Royal Courts of Justice (Dreamstime)
Appeal judge reverses original decision in row over main contractor’s payment plan to its modular subcontractor. By Anastasia Barich-Chivikova.
Milestone payments are the life blood of the construction industry. They have legislative entrenchment through the Housing Grants, Construction and Regeneration Act 1996 which stipulates that all construction contracts lasting over 45 days must have adequate mechanisms for interim payments.
In a case earlier this year, where main contractor Bennett was constructing a design-and-build hotel in London, its modular bedroom subcontractor CIMC challenged the validity of milestone payments, saying they did not comply with the act.
The court accepted CIMC’s interpretation, replacing the contractual provisions for payments with the schedule to the Scheme for Construction Contracts. But now the court of appeal has overturned this decision.
Background of Bennett case
Main contractor Bennett subcontracted the manufacturing and installation of 78 modular bedroom units to Verbus (later renamed CIMC). The milestone schedule paid 20% of the price on execution of the subcontract and then further percentages on sign-off as follows:
- 30% – a prototype room in China by Bennett and client;
- 30% – all snagging items by Bennett, the employer and the operator, again in China;
- 10% – all units on arrival in Southampton; and
- 10% – completion of installation and snagging.
Bennett claimed that the prototype room was not up to the contractual specifications. Nonetheless, CIMC produced all 78 bedroom units and shipped some of them to Bennett despite the latter’s allegations that the goods were non-compliant. No milestones were ever signed off as complete.
CIMC sought to receive the payments, relying on the act. Although the amounts and circumstances of interim payments complied with the act, the supplier alleged that the mechanism for determining them was not clear. CIMC argued that sign-off meant a formal act of signing off the works and that this process could be deliberately subverted by the main contractor or the project developer.

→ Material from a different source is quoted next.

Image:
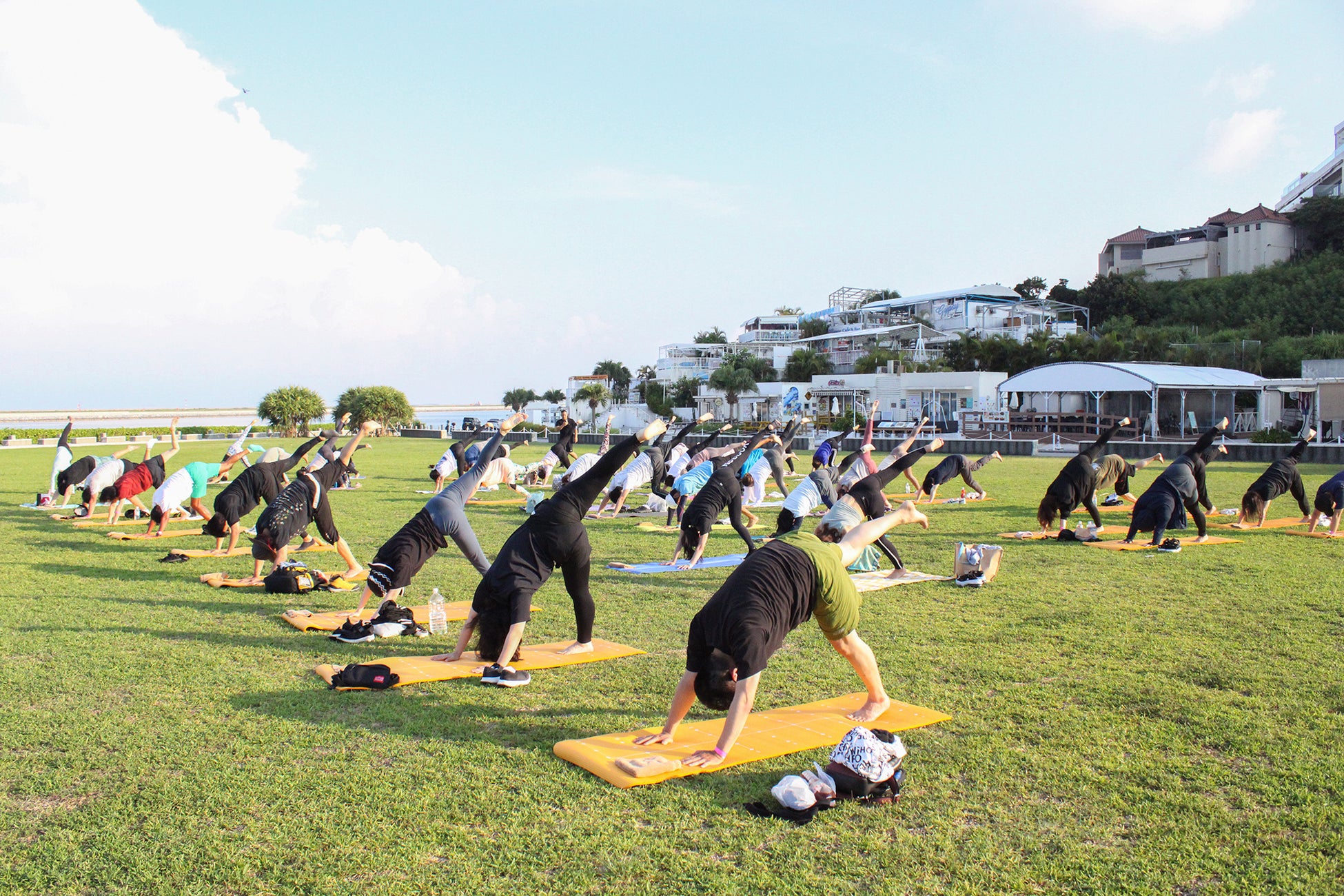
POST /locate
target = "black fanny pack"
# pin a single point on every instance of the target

So, there were no clear conditions which would have obligated Bennett to make the payments. The sign-off was interpreted as a subjective notion dependent on the capricious will of Bennett and a third party.
Initially, CIMC’s interpretation was accepted by Judge Waksman. Consequently, he replaced the contractual provisions with the schedule to the Scheme for Construction Contracts. The payment to CIMC and its due date was calculated on the basis of the value of the work performed.
Decision on appeal
The decision of Judge Waksman was reversed by Judge Coulson at the Court of Appeal.
It was emphasised that the legislature intended to ensure every construction contract had a minimum workable mechanism for interim payments. It was not to redistribute the commercial risks or invalidate any types of stage payments.
The concept of sign off was construed objectively. It meant the contractually compliant completion of a particular stage of the works so that they could be signed-off.
The fact that the contract did not state the precise timeline for payments – such as the dates for issuing invoices or deadlines for making payments – did not make the mechanism inadequate. Once the objective milestone completion occurred, the parties were to rely on their good business sense in those issues.
So the contractual interim payment mechanism was sufficiently adequate on its own. There was no need to supplement or replace it by the legislative scheme.
Judge Coulson took the interpretative course that did “the least violence to the agreement between the parties”.
This stance achieved a rational result. It would have been unreasonable to make Bennett liable for the substantial value of the delivered goods which did not correspond to the contract.
The decision of the Court of Appeal in Bennett fortifies the robustness of English law on several fronts: sound commercial outcome, predictability and freedom of contract. Those are the tenets making English law attractive to the business parties and esteemed internationally.
Anastasia Barich-Chivikova is a specialist legal writer with a PhD in Law from the University of Birmingham.